A home equity loan is a consumer debt taken for the purchase or renovation of a property. It may also be called an equity loan, a home equity instalment loan, or a second mortgage. Basically, it is a loan given by the financial institution against the appreciation in the market value of your property.
You as a borrower can take a home equity loan even when you have an outstanding home loan against your property. In such cases, the lender, to arrive at a loan value, will assess the current market value of the property and deduct the outstanding loan amount. Around 50-60% of the home value is expected to be eligible as the loan amount.
Although home equity loans might be beneficial, they can also be a debt trap because they erode your home’s equity value. If you don’t pay, your lender may foreclose on your home – meaning, you may lose your existing home. This guide will help you decide if taking out a home equity loan is the correct decision for you by explaining the basics of home equity loans.
Lower rates: You may possibly be able to bargain for a better interest rate to suit your budget. The interest on a secured loan – one backed by collateral – is generally lower than one on an unsecured loan with no collateral. Considering the current interest rate market and the upcoming festive season, the interest rates for home loans are low.
Large sums of money: Home equity loans are likely to provide more money than any other source, including personal loans and credit cards.
Flexibility: House equity loans can be used for any purpose, it could be for a house repair or renovation, or luxurious vacation, or even as seed capital for a business.
Tax benefits: When you file your taxes, you can deduct the interest on the loan should the loan be used towards the purchase of new property or renovation of the old.

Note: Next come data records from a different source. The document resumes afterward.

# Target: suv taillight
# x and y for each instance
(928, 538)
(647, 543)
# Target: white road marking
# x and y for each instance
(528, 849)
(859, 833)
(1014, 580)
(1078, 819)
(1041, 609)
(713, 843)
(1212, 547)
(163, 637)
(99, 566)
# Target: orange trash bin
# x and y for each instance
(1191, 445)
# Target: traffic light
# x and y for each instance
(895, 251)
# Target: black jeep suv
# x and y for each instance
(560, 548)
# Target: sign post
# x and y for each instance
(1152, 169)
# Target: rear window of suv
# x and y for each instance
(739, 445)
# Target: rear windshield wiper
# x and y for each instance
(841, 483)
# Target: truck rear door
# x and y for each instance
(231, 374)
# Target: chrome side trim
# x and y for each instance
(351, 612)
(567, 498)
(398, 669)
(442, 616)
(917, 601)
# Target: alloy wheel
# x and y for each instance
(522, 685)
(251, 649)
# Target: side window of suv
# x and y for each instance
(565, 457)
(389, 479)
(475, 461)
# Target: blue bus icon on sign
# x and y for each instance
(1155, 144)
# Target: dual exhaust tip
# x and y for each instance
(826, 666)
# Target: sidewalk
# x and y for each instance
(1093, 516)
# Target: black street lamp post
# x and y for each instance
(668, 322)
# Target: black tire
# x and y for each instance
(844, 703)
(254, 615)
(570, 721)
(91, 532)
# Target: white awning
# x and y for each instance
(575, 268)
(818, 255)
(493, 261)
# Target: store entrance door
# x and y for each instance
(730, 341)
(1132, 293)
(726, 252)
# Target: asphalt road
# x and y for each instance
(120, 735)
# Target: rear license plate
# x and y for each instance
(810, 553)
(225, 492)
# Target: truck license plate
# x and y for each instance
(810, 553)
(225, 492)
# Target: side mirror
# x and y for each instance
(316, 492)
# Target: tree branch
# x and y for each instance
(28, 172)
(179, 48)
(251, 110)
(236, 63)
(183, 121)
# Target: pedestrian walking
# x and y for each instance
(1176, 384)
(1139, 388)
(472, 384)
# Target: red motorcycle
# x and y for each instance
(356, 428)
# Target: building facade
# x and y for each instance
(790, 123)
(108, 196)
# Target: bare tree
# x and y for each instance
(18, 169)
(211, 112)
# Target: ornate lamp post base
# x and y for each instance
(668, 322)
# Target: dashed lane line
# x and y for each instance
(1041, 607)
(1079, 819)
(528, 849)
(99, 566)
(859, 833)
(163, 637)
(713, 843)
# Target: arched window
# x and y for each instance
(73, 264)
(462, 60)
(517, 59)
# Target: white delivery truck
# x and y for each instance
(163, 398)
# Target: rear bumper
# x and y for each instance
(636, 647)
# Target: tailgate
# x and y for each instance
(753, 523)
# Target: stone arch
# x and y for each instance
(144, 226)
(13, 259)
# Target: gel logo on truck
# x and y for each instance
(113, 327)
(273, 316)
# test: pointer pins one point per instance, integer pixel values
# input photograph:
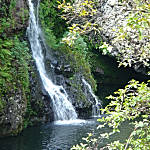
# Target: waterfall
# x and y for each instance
(63, 109)
(96, 107)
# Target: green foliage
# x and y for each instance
(131, 103)
(14, 68)
(9, 17)
(50, 18)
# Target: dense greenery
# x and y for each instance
(131, 103)
(14, 54)
(56, 33)
(82, 17)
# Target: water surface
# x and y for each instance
(60, 135)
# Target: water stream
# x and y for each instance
(97, 105)
(63, 109)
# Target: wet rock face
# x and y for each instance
(40, 101)
(12, 116)
(62, 73)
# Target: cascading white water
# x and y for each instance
(97, 106)
(63, 109)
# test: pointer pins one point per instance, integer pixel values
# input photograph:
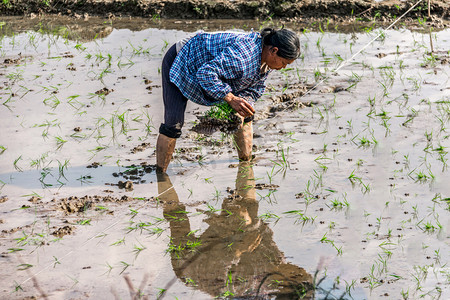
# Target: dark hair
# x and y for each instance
(285, 40)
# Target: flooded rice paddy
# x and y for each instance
(348, 196)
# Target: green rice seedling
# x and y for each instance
(269, 216)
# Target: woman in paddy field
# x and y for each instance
(211, 68)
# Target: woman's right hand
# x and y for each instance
(240, 105)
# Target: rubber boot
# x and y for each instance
(164, 150)
(243, 139)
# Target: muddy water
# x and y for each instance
(348, 191)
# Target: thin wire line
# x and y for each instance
(89, 239)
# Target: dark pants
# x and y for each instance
(174, 101)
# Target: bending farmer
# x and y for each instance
(210, 68)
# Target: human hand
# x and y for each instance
(240, 105)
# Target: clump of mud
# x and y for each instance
(208, 125)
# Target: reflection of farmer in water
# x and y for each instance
(236, 254)
(212, 68)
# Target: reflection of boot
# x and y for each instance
(164, 150)
(244, 141)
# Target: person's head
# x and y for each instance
(280, 47)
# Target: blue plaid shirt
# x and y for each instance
(211, 65)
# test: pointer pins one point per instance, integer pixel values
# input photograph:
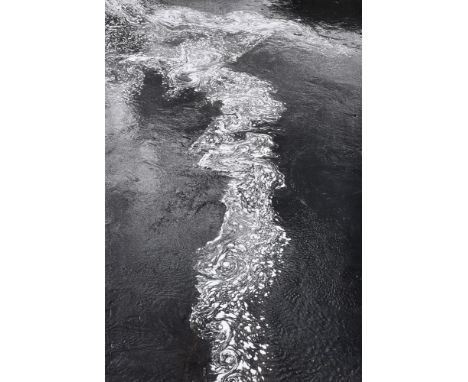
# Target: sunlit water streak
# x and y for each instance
(236, 269)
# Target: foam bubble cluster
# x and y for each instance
(236, 269)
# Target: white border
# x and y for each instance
(414, 191)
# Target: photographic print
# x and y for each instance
(233, 190)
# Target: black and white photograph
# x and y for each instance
(233, 191)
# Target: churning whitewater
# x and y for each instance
(235, 270)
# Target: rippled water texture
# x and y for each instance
(188, 118)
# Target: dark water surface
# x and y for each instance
(161, 206)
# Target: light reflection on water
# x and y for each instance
(148, 158)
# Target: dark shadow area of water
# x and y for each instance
(159, 209)
(314, 310)
(342, 13)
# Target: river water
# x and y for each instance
(233, 192)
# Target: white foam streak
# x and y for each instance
(236, 269)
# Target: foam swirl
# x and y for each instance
(236, 269)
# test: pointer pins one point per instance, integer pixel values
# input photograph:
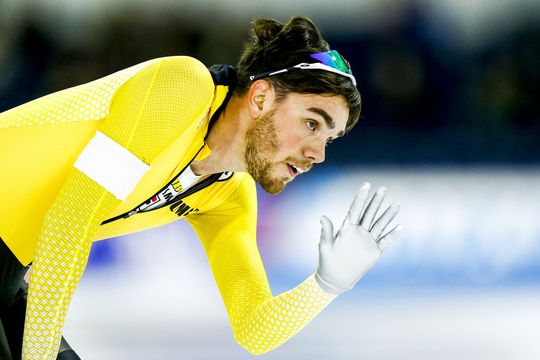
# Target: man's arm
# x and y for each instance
(260, 321)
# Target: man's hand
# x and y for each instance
(346, 256)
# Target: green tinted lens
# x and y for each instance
(334, 59)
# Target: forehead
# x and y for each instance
(321, 107)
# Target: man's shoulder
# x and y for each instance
(186, 68)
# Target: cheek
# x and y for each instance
(291, 142)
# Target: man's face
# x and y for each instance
(286, 140)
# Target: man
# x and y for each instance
(170, 139)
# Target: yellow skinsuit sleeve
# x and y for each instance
(159, 96)
(260, 322)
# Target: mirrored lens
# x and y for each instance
(334, 59)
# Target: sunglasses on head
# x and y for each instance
(330, 61)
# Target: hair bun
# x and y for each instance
(264, 30)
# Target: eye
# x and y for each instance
(312, 125)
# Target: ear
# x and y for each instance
(261, 97)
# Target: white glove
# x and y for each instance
(347, 256)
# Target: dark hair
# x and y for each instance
(274, 46)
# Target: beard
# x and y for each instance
(261, 146)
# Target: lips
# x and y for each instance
(295, 169)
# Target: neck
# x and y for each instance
(226, 141)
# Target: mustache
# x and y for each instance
(306, 164)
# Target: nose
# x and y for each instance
(316, 151)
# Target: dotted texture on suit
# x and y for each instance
(260, 321)
(61, 256)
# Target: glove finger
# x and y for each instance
(382, 223)
(357, 207)
(372, 208)
(327, 232)
(389, 238)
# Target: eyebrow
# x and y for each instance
(327, 118)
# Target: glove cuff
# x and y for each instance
(326, 286)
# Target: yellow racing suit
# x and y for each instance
(160, 111)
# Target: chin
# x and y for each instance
(272, 186)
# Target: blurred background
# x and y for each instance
(450, 124)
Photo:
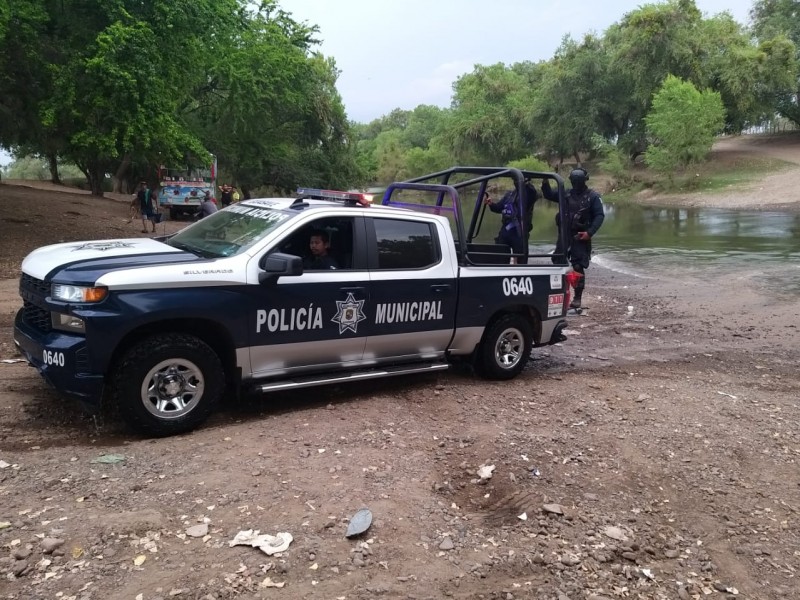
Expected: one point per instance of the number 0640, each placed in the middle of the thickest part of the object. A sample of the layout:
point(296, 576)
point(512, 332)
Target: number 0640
point(50, 357)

Risks: As your house property is provided as collateral in home equity loans, in case of series of defaults in payments, the lender has the right to take possession of the property. And if it already has an outstanding loan, then the lenders may auction the property as well.
Closing fees and costs: A home equity loan can be used as a second mortgage. Closing expenses are pricey, just like your primary mortgage. If you pay off the loan before time, you may be charged an early termination fee.
Interest rate fluctuations: While banks and financial institutions offer both fixed and floating interest rates, most banks provide floating interest rates to their borrowers. Going for a floating interest could be beneficial in declining interest rate markets and can pinch your pockets when interest rates rise. Same scenario if you choose fixed interest rate.
Home equity loans work in the same way that a mortgage or auto loan does. The borrower is given a lump sum of money that must be repaid over a certain period as EMI (equated monthly instalments).
In terms of approval, a home equity loan gets approved if a borrower provides documents (such as salary slip or other savings) to state his/her ability to repay. Lenders usually use credit reports and credit scores to verify borrowers financial position. Your credit will be thoroughly scrutinised before the loan is sanctioned. Depending on your financial merit, the entire procedure may take a few days or a few weeks to process.
Keep in mind that interest rates could be floating or fixed. So when you are looking to avail of home equity loans, you should shop around with banks and other financial institutions. Lenders don’t want to take chances, you shouldn’t either.
What should borrowers do?
If you are in urgent need of money for business purposes or for house repairs, then home equity loans are an option. This is provided if you know how much you want to borrow, supported by a sufficient monthly flow of income to pay off the EMI. Since it is secured by your house, the cost of loans in terms of interest rates and processing fees could be lower when compared to a personal loan.
On the other hand, when you already have a loan on your house property, then it is best to avoid taking further loans, it may weigh down your finances.